We start with a new scalar but where now the vector \boldsymbol{y} is replaced by a vector \boldsymbol{x} and the matrix \boldsymbol{A} is a square matrix with dimension n\times n .
\alpha = \boldsymbol{x}^T\boldsymbol{A}\boldsymbol{x},with \boldsymbol{x} a vector of length n .

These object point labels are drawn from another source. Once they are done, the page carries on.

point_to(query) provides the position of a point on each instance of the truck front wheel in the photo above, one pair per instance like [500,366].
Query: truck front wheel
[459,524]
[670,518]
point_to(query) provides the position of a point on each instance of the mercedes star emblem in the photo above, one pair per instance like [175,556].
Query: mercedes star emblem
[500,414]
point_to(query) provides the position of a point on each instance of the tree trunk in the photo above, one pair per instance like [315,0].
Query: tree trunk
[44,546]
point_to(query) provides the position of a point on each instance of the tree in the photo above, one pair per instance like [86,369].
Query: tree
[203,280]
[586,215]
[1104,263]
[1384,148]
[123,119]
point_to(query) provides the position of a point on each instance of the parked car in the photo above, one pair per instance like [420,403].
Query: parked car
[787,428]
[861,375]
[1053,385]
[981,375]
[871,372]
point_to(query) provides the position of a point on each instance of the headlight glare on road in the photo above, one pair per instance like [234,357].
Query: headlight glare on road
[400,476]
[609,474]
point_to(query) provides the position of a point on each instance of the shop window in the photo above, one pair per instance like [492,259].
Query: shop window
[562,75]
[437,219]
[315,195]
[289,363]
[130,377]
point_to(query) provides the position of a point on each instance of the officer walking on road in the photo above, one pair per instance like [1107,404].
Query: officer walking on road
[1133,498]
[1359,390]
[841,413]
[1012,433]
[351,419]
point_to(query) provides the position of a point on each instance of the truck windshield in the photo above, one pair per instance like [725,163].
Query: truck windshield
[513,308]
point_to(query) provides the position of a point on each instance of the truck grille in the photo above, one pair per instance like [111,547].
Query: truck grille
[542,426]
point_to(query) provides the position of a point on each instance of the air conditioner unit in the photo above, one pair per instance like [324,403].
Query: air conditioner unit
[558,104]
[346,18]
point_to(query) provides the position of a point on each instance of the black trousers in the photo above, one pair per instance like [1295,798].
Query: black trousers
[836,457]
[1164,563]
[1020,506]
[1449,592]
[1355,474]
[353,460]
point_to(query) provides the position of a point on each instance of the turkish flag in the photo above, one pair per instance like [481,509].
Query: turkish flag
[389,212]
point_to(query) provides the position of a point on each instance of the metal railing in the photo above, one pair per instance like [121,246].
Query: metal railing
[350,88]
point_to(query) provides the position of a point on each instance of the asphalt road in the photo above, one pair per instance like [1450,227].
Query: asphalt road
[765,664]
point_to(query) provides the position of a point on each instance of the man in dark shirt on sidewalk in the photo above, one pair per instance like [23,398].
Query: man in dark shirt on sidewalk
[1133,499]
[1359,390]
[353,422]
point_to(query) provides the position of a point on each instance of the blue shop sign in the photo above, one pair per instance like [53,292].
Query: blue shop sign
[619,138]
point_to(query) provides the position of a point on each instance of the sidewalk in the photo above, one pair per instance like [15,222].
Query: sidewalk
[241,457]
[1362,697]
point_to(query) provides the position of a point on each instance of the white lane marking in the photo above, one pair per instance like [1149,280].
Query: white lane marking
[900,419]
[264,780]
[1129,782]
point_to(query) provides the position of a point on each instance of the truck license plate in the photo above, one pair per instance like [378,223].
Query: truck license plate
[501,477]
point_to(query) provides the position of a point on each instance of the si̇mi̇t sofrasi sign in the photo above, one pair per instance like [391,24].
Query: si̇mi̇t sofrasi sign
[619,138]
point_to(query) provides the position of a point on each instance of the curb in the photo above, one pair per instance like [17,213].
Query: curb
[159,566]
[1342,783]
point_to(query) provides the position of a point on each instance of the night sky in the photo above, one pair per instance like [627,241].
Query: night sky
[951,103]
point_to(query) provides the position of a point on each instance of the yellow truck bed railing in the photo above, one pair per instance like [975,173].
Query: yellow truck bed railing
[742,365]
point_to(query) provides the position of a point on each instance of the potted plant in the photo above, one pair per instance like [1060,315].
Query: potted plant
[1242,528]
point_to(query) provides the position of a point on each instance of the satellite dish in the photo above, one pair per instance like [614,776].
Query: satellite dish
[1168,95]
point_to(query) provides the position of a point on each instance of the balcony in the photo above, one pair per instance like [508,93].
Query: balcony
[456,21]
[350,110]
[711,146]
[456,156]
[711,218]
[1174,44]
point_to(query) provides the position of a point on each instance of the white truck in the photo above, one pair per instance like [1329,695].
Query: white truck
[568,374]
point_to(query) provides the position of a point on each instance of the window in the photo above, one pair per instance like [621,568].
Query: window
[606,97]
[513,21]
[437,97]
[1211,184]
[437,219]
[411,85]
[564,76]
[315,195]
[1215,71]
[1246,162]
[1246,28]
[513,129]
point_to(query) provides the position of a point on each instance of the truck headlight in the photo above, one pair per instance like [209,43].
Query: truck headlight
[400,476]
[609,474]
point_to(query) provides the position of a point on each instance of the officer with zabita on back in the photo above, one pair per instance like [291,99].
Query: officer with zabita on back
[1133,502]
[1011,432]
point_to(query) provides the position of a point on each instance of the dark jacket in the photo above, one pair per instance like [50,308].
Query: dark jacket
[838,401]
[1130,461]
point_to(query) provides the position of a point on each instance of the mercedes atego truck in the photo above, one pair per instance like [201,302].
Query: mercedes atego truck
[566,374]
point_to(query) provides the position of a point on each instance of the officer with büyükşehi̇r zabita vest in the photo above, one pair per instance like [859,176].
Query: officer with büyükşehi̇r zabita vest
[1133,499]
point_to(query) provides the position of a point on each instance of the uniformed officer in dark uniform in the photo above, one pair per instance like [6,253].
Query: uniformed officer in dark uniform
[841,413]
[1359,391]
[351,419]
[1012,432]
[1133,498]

We write out the specific sums involved in the calculation of \alpha
\alpha = \sum_{i=0}^{n-1}\sum_{j=0}^{n-1}x_i a_{ij}x_j,taking the derivative of \alpha with respect to a given component x_k we get the two sums
\frac{\partial \alpha}{\partial x_k} = \sum_{i=0}^{n-1}a_{ik}x_i+\sum_{j=0}^{n-1}a_{kj}x_j,for \forall k =0,1,2,\dots,n-1 . We identify these sums as
\frac{\partial \alpha}{\partial \boldsymbol{x}} = \boldsymbol{x}^T\left(\boldsymbol{A}^T+\boldsymbol{A}\right).If the matrix \boldsymbol{A} is symmetric, that is \boldsymbol{A}=\boldsymbol{A}^T , we have
\frac{\partial \alpha}{\partial \boldsymbol{x}} = 2\boldsymbol{x}^T\boldsymbol{A}.